< /p> UPDATE DAY
The European Commission has approved the extension of a vaccine from the pharmaceutical group Bavarian Nordic against the spread of monkeypox, the Danish laboratory announced on Monday.
The green light from Brussels follows that of the European regulator, the European Medicines Agency (EMA), which had given its agreement on Friday to the extension to monkeypox of the Imvanex vaccine, already authorized since 2013 in the European Union against human smallpox.

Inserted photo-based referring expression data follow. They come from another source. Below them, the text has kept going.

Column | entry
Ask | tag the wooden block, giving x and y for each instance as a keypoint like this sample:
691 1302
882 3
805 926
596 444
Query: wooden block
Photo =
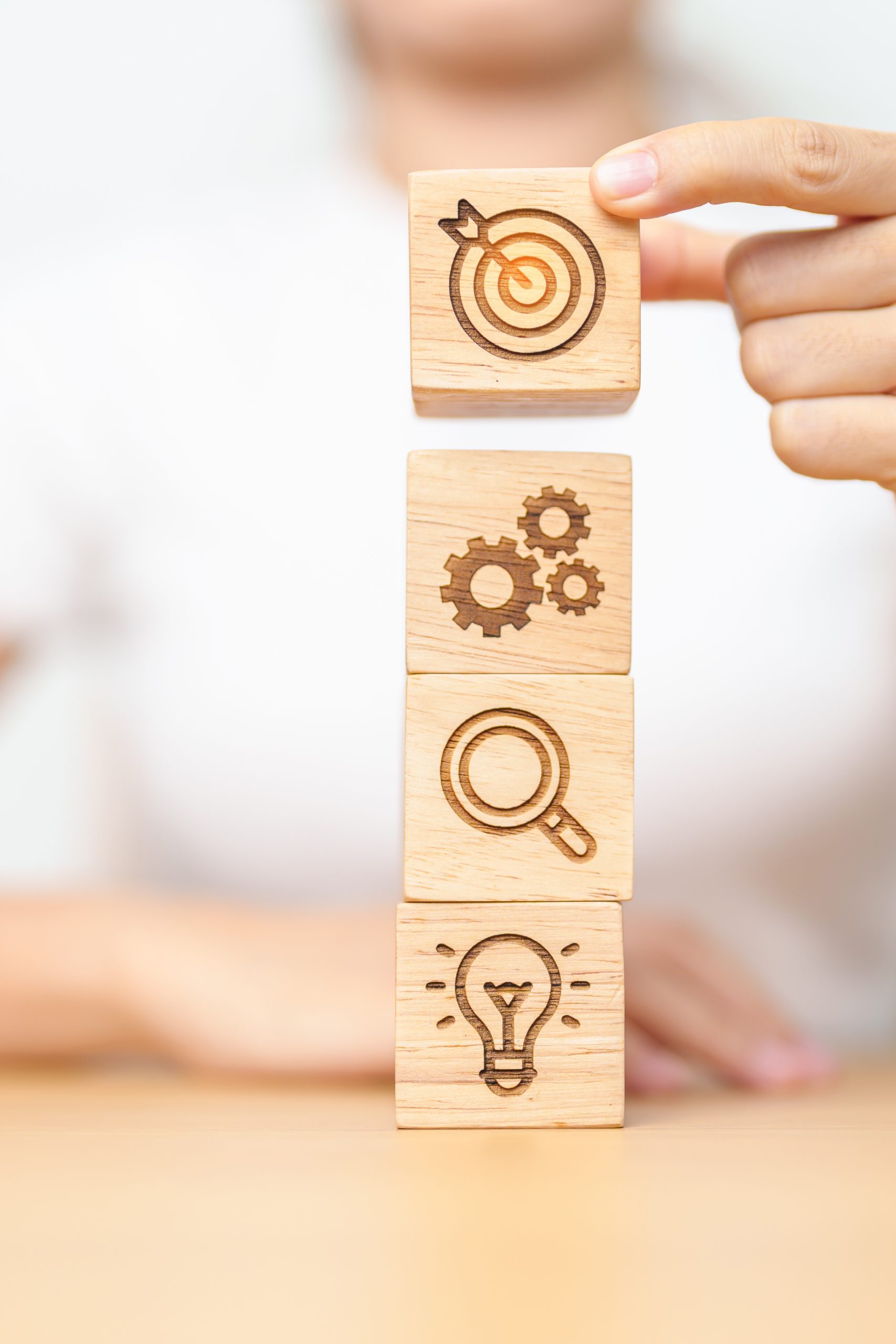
510 1015
519 562
518 788
525 296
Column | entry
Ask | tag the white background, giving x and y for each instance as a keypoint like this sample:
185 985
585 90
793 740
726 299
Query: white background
111 111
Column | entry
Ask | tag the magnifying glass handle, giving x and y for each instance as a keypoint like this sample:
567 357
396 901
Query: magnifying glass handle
555 823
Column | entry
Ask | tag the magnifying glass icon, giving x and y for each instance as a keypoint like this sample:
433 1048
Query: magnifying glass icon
543 810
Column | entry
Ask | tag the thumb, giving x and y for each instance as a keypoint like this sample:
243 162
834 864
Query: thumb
683 262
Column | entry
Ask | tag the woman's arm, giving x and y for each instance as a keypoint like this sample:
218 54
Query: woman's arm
817 310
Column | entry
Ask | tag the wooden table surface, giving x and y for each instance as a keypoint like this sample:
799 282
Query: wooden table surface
140 1208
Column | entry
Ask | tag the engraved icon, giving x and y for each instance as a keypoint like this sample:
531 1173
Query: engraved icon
543 808
565 502
524 284
523 1010
481 555
480 608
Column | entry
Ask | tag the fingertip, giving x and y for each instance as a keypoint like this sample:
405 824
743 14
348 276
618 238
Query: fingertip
621 179
786 1064
655 1072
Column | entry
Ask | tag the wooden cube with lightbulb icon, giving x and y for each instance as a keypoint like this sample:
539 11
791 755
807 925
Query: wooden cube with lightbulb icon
510 1015
519 788
525 295
519 562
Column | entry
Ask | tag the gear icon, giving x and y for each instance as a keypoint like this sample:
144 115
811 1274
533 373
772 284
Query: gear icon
593 588
531 522
462 570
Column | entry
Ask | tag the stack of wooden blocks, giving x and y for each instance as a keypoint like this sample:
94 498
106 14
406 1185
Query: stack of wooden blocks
519 766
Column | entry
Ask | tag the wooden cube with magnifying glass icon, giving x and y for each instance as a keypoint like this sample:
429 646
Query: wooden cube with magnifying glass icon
519 788
510 1015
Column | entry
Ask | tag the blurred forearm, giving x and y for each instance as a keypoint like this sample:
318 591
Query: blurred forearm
206 984
61 991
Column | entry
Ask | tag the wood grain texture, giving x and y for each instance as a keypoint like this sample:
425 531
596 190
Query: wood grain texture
510 1016
462 507
519 788
535 311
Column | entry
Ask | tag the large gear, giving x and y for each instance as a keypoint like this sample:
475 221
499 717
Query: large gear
593 588
531 522
462 569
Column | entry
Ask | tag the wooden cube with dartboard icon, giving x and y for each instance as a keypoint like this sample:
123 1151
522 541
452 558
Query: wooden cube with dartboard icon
519 562
525 296
518 788
510 1016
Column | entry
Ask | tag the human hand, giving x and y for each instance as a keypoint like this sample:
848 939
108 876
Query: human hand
691 1006
226 988
817 310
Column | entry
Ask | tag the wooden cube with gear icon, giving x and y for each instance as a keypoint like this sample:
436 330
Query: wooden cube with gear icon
510 1016
518 788
519 562
525 295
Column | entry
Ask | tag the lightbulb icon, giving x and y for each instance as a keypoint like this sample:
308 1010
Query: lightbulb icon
481 988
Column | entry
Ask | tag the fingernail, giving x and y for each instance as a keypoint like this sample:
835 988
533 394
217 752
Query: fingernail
773 1065
626 175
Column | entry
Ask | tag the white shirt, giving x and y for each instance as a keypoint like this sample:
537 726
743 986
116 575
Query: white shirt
203 443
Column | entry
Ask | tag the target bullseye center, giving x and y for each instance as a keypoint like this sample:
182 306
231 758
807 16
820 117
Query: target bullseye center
529 287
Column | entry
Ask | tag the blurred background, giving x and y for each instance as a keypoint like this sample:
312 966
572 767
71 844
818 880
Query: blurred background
112 114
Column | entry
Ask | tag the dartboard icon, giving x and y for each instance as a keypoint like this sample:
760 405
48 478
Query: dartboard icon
524 284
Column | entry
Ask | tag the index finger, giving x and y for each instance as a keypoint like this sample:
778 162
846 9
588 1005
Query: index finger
765 162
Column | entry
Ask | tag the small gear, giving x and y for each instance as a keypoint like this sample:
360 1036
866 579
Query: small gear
464 568
593 588
531 522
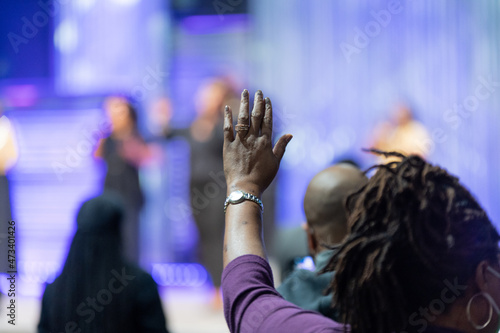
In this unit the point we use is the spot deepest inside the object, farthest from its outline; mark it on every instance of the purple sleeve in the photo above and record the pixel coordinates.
(251, 304)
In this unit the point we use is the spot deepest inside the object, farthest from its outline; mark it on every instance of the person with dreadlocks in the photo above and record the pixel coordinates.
(421, 254)
(98, 290)
(326, 227)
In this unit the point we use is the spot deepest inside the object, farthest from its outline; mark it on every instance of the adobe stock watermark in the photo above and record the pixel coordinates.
(76, 155)
(371, 30)
(87, 309)
(459, 112)
(437, 306)
(31, 26)
(225, 6)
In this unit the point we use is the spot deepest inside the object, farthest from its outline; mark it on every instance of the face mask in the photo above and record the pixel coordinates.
(488, 296)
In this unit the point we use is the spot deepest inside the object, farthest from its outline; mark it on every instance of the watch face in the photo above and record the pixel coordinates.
(236, 196)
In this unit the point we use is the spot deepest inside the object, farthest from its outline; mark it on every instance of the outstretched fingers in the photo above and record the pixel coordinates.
(243, 126)
(257, 113)
(280, 146)
(267, 122)
(228, 125)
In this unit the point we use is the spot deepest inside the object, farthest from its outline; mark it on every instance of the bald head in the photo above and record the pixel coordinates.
(325, 198)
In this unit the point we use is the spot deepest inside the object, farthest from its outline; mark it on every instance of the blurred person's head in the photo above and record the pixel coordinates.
(420, 251)
(324, 205)
(121, 113)
(402, 114)
(94, 254)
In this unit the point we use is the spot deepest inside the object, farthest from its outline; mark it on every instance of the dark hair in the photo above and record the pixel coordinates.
(412, 229)
(94, 253)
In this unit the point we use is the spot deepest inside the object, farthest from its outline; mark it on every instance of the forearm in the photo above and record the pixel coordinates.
(243, 233)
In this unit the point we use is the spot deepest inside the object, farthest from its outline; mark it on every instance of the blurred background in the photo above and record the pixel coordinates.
(342, 75)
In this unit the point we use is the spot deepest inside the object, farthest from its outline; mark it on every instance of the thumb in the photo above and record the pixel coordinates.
(280, 146)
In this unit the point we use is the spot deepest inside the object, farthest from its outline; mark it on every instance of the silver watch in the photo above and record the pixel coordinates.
(237, 197)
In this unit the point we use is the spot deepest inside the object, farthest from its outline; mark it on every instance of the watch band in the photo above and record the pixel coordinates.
(239, 196)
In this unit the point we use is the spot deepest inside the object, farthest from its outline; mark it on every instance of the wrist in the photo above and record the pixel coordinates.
(248, 187)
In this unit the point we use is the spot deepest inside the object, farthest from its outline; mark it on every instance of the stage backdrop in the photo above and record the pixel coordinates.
(335, 68)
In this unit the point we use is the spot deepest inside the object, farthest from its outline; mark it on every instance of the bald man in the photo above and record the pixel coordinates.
(324, 206)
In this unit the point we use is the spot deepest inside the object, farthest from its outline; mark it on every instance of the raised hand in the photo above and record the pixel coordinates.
(250, 161)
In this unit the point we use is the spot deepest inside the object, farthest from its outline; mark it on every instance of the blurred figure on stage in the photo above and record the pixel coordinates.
(124, 151)
(326, 227)
(207, 184)
(402, 133)
(8, 157)
(99, 290)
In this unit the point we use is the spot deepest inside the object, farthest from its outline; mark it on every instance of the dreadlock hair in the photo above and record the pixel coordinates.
(412, 228)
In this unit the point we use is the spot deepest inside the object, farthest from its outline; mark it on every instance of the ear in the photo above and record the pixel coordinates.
(483, 276)
(312, 243)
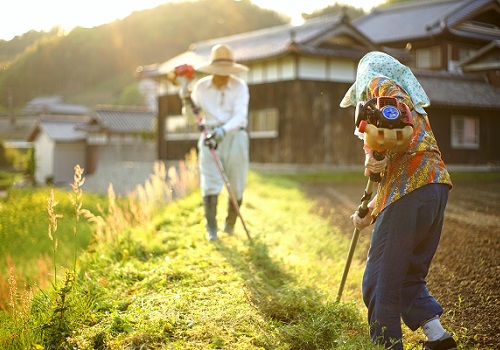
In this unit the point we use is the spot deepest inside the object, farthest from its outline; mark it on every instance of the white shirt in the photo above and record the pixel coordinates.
(227, 106)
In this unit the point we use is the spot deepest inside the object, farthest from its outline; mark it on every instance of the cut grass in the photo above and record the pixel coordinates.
(166, 287)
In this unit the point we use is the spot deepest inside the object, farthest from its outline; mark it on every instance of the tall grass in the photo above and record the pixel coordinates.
(58, 311)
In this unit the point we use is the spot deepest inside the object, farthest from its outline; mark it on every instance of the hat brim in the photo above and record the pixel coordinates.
(221, 68)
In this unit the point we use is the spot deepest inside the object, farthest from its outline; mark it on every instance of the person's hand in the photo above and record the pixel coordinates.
(214, 138)
(372, 165)
(218, 134)
(361, 223)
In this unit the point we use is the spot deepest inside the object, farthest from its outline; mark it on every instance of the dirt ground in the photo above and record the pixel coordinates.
(464, 275)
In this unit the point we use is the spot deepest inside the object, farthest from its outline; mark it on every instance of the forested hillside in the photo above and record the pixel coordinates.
(105, 57)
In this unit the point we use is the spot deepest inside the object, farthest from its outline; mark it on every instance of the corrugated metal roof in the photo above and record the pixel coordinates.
(445, 89)
(126, 120)
(419, 19)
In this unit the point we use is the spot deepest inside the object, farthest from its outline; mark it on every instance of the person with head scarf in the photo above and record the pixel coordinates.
(223, 99)
(407, 212)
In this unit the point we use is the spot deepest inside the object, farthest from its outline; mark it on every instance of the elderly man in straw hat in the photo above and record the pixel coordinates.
(223, 98)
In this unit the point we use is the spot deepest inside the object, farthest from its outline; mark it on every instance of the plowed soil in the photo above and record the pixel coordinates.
(465, 273)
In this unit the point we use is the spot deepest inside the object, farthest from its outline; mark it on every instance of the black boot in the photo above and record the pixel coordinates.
(210, 204)
(231, 216)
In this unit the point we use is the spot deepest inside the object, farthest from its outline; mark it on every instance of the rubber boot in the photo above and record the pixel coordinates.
(210, 204)
(231, 216)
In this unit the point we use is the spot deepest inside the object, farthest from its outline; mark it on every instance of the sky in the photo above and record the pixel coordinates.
(21, 16)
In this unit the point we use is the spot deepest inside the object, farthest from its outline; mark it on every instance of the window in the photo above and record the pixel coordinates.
(263, 123)
(428, 58)
(465, 132)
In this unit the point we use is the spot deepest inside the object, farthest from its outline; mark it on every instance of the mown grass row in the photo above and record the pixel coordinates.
(160, 285)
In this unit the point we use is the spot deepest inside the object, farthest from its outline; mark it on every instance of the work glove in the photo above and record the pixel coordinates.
(361, 223)
(372, 165)
(214, 138)
(184, 94)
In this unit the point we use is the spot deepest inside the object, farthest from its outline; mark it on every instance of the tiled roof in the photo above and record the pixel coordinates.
(419, 19)
(445, 89)
(272, 42)
(126, 120)
(61, 130)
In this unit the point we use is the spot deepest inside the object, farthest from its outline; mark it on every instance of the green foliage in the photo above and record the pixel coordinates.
(161, 285)
(23, 228)
(71, 64)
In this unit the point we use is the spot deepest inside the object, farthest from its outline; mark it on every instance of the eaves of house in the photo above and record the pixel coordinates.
(126, 120)
(424, 19)
(486, 58)
(59, 130)
(325, 36)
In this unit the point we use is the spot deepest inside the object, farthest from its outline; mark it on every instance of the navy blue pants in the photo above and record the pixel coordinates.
(405, 237)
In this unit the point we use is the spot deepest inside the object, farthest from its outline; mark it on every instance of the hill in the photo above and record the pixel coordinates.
(104, 58)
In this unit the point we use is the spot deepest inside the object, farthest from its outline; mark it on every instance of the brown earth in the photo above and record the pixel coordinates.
(464, 275)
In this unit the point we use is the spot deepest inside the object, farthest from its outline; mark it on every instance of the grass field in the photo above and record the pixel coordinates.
(153, 282)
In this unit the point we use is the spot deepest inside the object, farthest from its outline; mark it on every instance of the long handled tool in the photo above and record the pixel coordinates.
(387, 124)
(183, 74)
(362, 212)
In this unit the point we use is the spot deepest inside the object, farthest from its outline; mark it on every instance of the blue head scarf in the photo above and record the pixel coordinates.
(378, 64)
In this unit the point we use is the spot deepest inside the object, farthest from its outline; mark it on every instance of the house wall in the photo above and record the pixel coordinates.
(44, 157)
(313, 129)
(489, 124)
(66, 157)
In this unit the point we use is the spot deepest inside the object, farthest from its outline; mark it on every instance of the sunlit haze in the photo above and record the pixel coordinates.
(21, 16)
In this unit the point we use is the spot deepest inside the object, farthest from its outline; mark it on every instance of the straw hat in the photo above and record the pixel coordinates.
(221, 62)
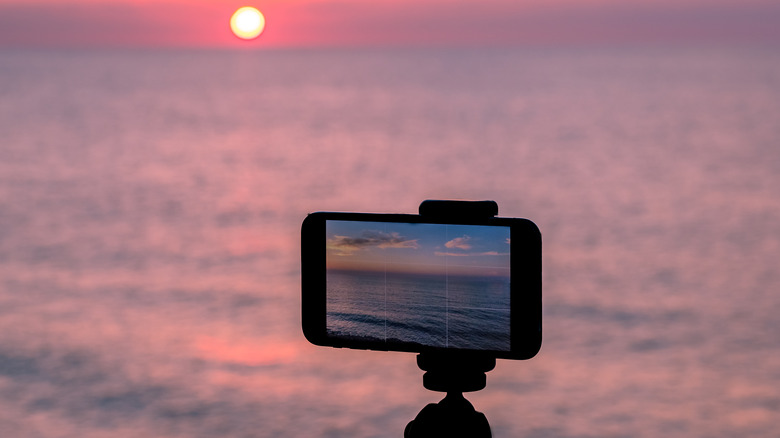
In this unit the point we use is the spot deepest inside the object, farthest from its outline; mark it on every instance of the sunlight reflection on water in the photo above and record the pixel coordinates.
(151, 203)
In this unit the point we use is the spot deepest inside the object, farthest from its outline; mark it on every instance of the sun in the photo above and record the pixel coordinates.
(247, 23)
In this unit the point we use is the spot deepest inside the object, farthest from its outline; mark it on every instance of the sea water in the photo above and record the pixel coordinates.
(150, 205)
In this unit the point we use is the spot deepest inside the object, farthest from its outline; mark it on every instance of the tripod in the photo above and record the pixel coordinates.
(453, 373)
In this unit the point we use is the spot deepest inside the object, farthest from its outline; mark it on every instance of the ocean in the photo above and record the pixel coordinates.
(431, 310)
(150, 212)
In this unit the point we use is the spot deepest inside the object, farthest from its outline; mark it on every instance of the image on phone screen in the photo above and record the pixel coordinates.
(435, 285)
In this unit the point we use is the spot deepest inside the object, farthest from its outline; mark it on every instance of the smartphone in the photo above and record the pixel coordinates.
(397, 282)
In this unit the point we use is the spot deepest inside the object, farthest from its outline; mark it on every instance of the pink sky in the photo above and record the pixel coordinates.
(313, 23)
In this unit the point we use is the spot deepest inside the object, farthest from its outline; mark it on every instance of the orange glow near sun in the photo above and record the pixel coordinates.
(247, 23)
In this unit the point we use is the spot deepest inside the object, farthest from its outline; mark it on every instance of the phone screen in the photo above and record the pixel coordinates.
(434, 285)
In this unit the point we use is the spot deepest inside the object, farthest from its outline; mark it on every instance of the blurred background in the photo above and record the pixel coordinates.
(155, 170)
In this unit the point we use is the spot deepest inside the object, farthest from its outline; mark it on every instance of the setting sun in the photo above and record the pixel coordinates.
(247, 23)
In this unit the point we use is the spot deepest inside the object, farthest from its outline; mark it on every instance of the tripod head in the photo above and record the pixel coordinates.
(453, 416)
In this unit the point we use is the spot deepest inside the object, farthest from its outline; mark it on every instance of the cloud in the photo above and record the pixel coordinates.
(470, 254)
(345, 245)
(459, 243)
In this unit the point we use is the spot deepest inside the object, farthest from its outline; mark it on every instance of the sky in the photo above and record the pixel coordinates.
(358, 23)
(418, 248)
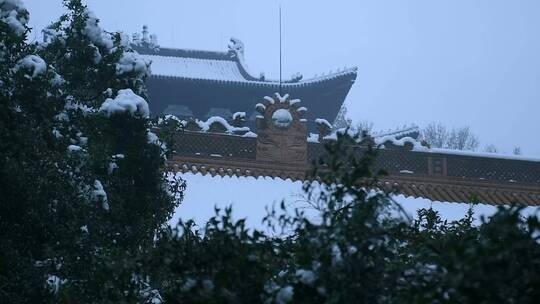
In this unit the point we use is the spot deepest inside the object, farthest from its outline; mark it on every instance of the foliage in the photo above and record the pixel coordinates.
(85, 204)
(83, 190)
(439, 136)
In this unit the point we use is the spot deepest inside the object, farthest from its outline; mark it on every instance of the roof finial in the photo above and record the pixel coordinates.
(146, 39)
(280, 61)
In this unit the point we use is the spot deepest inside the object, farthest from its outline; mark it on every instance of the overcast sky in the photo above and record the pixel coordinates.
(461, 62)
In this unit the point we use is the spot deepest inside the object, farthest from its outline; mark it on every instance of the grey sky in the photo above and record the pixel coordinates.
(460, 62)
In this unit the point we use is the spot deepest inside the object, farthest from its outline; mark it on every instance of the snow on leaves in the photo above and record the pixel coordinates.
(14, 14)
(95, 32)
(32, 65)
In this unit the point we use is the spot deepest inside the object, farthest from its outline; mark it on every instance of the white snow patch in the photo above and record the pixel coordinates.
(269, 99)
(313, 138)
(250, 134)
(205, 125)
(282, 118)
(13, 13)
(294, 101)
(322, 121)
(406, 172)
(301, 110)
(306, 276)
(33, 63)
(99, 194)
(285, 295)
(95, 32)
(74, 148)
(283, 98)
(239, 115)
(260, 107)
(131, 62)
(126, 101)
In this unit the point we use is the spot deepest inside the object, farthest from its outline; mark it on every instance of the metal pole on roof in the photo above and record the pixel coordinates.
(280, 49)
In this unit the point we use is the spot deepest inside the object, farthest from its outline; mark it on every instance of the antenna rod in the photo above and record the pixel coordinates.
(280, 49)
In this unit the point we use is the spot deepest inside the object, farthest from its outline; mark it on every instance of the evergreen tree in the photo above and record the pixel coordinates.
(86, 191)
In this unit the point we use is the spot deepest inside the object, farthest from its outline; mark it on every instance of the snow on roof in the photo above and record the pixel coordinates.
(126, 101)
(218, 66)
(481, 154)
(195, 68)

It also comes after the World Health Organization (WHO) chose on Saturday to trigger its highest level of alert over the outbreak. These exceeded the 16,000 mark at the end of last week, the majority of them in Europe.
“This monkeypox approval is an example of good cooperation between Bavarian Nordic and European regulators, with employment extension normally taking six to nine months,” the Danish manufacturer said in a statement.
The green light from the Commission is valid in all member countries of the European Union as well as in Iceland, Liechtenstein and Norway, specifies the group.
The Imvanex vaccine is marketed under the name of Jynneos in the United States, where it has been licensed against monkeypox since 2019. This makes it the only licensed vaccine for the prevention of the disease.
Bavarian Nordic had announced a new large US order in mid-July, bringing the number of doses ordered in the United States to 7 million. An order for 1.5 million doses from an unidentified European country was also announced last week.
First detected in humans in 1970, monkeypox is less dangerous and contagious than its cousin human smallpox, eradicated in 1980.
Contracted by close contact, it usually heals on its own within two or three weeks.
The The disease, which was hitherto only endemic in a few African countries, is characterized by skin rashes – which may appear on the genitals or in the mouth – and may be accompanied by bouts of fever, sore throat or pain in the lymph nodes.
In most cases, the sufferers are men who have sex with men, relatively young, but the WHO has strongly warned against any stigmatization of sick.